The Internet is a sea of heartbreak, but last week’s essay in Rolling Stone by Scott Weiland’s ex-wife and his teenage children, Noah and Lucy, floated to the top.

Weiland, the 48-year-old former lead singer of the Stone Temple Pilots, died in his sleep Dec. 3 while on tour in Bloomington, Minn., and while fans mourned the passing of a talent — someone they construed to be a great man — Mary Forsberg Weiland was measured.

“Don’t glorify this tragedy,” she warned. Her children, she noted, “lost their father years ago. What they truly lost on December 3rd was hope.”

She describes how for a long time, even after their divorce, “I spent countless hours trying to calm his paranoid fits, pushing him into the shower and filling him with coffee, just so that I could drop him into the audience at Noah’s talent show, or Lucy’s musical. Those short encounters were my attempts at giving the kids a feeling of normalcy with their dad.”

Unfortunately, these encounters were short-lived and often ended badly. “There were times that Child Protective Services did not allow him to be alone with them.”

After he remarried, the kids, now aged 13 and 15, almost never saw him. They weren’t invited to his wedding and never visited his home.

Weiland isn’t recounting these stories to tarnish the memories of her ex-husband. She, too, believed he was a talented man. Instead, she set out to suggest to fans who thought he had cleaned up his life that things weren’t as they seemed.

While Scott was alive, Mary resisted badmouthing him for the sake of her children, but now she wants the people who watched him from afar and assumed that they knew him to understand the real truth.

Weiland had been a drug-addicted bad-boy for decades, long after most of his grunge contemporaries had either grown up or kicked the bucket.

Weiland lived on, though, well into our current era when social media, celebrity Web sites and reality TV provide us with a close-up view of people we used to see from a distance.

This change in the media landscape has allowed us to become invested in the lives of celebrities in a way never before possible.

Just listen to the language of entertainment blogger Mark Carpowich, writing in the Huffington Post.

Weiland continued to show signs of being high and out of it at concerts and press conferences, Carpowich writes, “And yet, through the very end, I still showed up, still bought his tickets, still listened to his records, still attended his shows, still somehow believed that at some point he’d turn it all around.”

Mary Weiland writes to adoring fans: “You might ask, ‘How were we to know? We read that he loved spending time with his children and that he’d been drug-free for years!’?”

Oh, yes. Probably on TMZ or some other Web site. Or perhaps from the publicist paid to post to his Facebook page.

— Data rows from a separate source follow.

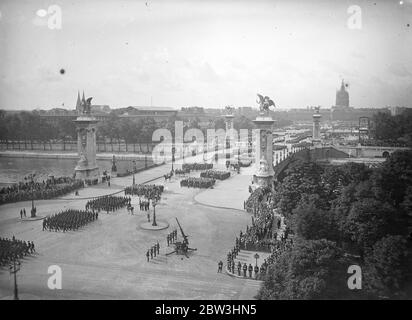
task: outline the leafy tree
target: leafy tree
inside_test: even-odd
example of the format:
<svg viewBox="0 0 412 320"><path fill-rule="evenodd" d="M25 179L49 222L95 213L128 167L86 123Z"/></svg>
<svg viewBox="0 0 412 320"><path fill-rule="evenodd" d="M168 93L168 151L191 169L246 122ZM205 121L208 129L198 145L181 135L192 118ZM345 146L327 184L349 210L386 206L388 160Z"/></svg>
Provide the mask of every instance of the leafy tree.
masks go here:
<svg viewBox="0 0 412 320"><path fill-rule="evenodd" d="M377 197L398 208L412 185L412 150L394 152L376 171L375 180Z"/></svg>
<svg viewBox="0 0 412 320"><path fill-rule="evenodd" d="M293 211L293 229L306 240L338 240L338 226L331 211L316 207L314 201L300 203Z"/></svg>
<svg viewBox="0 0 412 320"><path fill-rule="evenodd" d="M371 198L352 205L344 227L344 232L358 245L361 253L382 237L397 234L402 229L397 210L388 203Z"/></svg>
<svg viewBox="0 0 412 320"><path fill-rule="evenodd" d="M365 258L363 283L377 297L406 298L403 289L410 275L409 253L404 237L387 236L376 242Z"/></svg>
<svg viewBox="0 0 412 320"><path fill-rule="evenodd" d="M317 194L322 199L322 167L313 162L297 161L286 171L286 177L277 186L273 197L281 212L289 217L302 196ZM319 207L321 204L319 204Z"/></svg>
<svg viewBox="0 0 412 320"><path fill-rule="evenodd" d="M332 241L298 239L269 269L257 298L338 299L348 294L343 252Z"/></svg>

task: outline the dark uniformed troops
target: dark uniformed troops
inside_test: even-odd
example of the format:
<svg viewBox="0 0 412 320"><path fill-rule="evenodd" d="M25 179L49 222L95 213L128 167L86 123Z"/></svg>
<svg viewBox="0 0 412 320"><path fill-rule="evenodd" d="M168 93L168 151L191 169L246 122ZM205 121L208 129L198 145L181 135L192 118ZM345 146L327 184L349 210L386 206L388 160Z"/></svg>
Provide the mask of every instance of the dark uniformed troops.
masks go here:
<svg viewBox="0 0 412 320"><path fill-rule="evenodd" d="M0 203L56 198L83 186L83 181L71 177L47 179L47 181L42 182L19 182L0 189ZM26 217L25 210L23 210L23 217Z"/></svg>
<svg viewBox="0 0 412 320"><path fill-rule="evenodd" d="M246 263L243 264L243 277L246 278L246 272L247 272L247 265Z"/></svg>
<svg viewBox="0 0 412 320"><path fill-rule="evenodd" d="M17 240L14 236L12 239L0 238L0 266L33 254L35 251L33 241Z"/></svg>
<svg viewBox="0 0 412 320"><path fill-rule="evenodd" d="M259 274L259 267L255 265L255 279L258 278L258 274Z"/></svg>
<svg viewBox="0 0 412 320"><path fill-rule="evenodd" d="M140 208L140 211L149 211L149 209L150 209L150 201L146 201L146 200L142 201L142 200L139 200L139 208Z"/></svg>
<svg viewBox="0 0 412 320"><path fill-rule="evenodd" d="M190 177L180 180L181 187L208 189L215 184L216 180L212 178L195 178Z"/></svg>
<svg viewBox="0 0 412 320"><path fill-rule="evenodd" d="M242 264L240 261L237 263L237 274L240 277L240 272L242 271Z"/></svg>
<svg viewBox="0 0 412 320"><path fill-rule="evenodd" d="M217 264L217 272L222 273L222 269L223 269L223 262L222 260L220 260L219 263Z"/></svg>
<svg viewBox="0 0 412 320"><path fill-rule="evenodd" d="M43 220L43 231L63 231L77 230L80 227L97 220L98 213L68 209L60 213L49 216Z"/></svg>
<svg viewBox="0 0 412 320"><path fill-rule="evenodd" d="M173 230L171 233L169 233L166 237L166 240L168 246L172 243L175 243L175 241L177 240L177 230Z"/></svg>
<svg viewBox="0 0 412 320"><path fill-rule="evenodd" d="M160 254L160 244L158 241L150 249L147 250L146 252L147 262L149 262L149 256L150 256L150 259L153 259L153 258L156 258L156 256L158 256L159 254Z"/></svg>
<svg viewBox="0 0 412 320"><path fill-rule="evenodd" d="M252 278L253 266L252 266L251 263L249 263L249 268L248 268L248 270L249 270L249 278Z"/></svg>
<svg viewBox="0 0 412 320"><path fill-rule="evenodd" d="M97 199L90 200L86 203L85 209L92 211L116 211L118 209L130 206L130 197L116 197L116 196L103 196Z"/></svg>
<svg viewBox="0 0 412 320"><path fill-rule="evenodd" d="M263 266L263 265L260 266L260 279L263 278L263 276L265 275L265 273L266 273L266 270L265 270L264 266Z"/></svg>
<svg viewBox="0 0 412 320"><path fill-rule="evenodd" d="M20 219L26 218L26 208L20 209Z"/></svg>
<svg viewBox="0 0 412 320"><path fill-rule="evenodd" d="M124 189L125 195L134 195L152 199L155 194L162 194L164 186L156 184L138 184Z"/></svg>

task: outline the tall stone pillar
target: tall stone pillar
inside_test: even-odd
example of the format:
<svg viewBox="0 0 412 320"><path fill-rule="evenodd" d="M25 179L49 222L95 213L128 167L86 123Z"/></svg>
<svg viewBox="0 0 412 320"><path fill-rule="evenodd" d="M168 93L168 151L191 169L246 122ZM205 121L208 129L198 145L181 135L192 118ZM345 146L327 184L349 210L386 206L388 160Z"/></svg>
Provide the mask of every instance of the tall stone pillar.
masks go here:
<svg viewBox="0 0 412 320"><path fill-rule="evenodd" d="M272 126L275 120L259 116L253 122L257 127L253 182L258 187L271 187L274 175Z"/></svg>
<svg viewBox="0 0 412 320"><path fill-rule="evenodd" d="M259 116L253 120L256 125L255 146L255 174L253 184L255 187L273 187L273 134L272 126L275 120L269 115L270 106L275 103L268 97L258 96Z"/></svg>
<svg viewBox="0 0 412 320"><path fill-rule="evenodd" d="M225 124L226 124L226 135L225 135L225 157L226 161L230 161L231 158L231 152L230 149L228 148L233 148L234 147L234 128L233 128L233 119L235 116L233 115L233 108L231 107L226 107L226 114L224 115L225 118Z"/></svg>
<svg viewBox="0 0 412 320"><path fill-rule="evenodd" d="M96 162L96 125L98 121L83 113L74 120L77 130L77 151L79 161L74 168L76 179L99 179L99 167Z"/></svg>
<svg viewBox="0 0 412 320"><path fill-rule="evenodd" d="M320 119L322 115L319 112L319 107L315 108L315 113L313 114L313 134L312 142L313 144L320 144Z"/></svg>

A writer for The Buffalo News penned a whole postmortem letter to Scott Weiland, in which he recalled being at a concert: “I caught your attention for a minute, and when I looked in your eyes, I thought to myself ‘The light has gone out.’ Like everyone who loved your music, and more importantly, everyone who loved you, the person, not the rock star, I hoped that light would come back.”

People have been loving rock stars since Elvis. There have always been pictures of swooning teenage girls following around men with guitars. But grown journalists who think they “love” drug-addled, middle-aged lead singers? This is something more recent.

More and more of us seem fooled into thinking that we know celebrities. We think that their music or their acting can tell us something about who they really are.

But watching sitcoms and movies will never help us understand Bill Cosby or Miley Cyrus. And reading Facebook pages and Twitter feeds can never really tell us about Scott Weiland.

“I won’t say he can rest now, or that he’s in a better place,” Mary wrote. “He belongs with his children barbecuing in the backyard and waiting for a Notre Dame game to come on.”

She continued: “We are angry and sad about this loss, but we are most devastated that he chose to give up.”

There’s nothing wrong with enjoying and appreciating Weiland’s music or taking in episodes of “The Cosby Show.” But when we idolize celebrities and pretend we know them, we’re setting ourselves up for disappointment. And we’re giving tacit approval to the behavior of men who don’t deserve it.

Naomi Schaefer Riley is a senior fellow at the Independent Women’s Forum.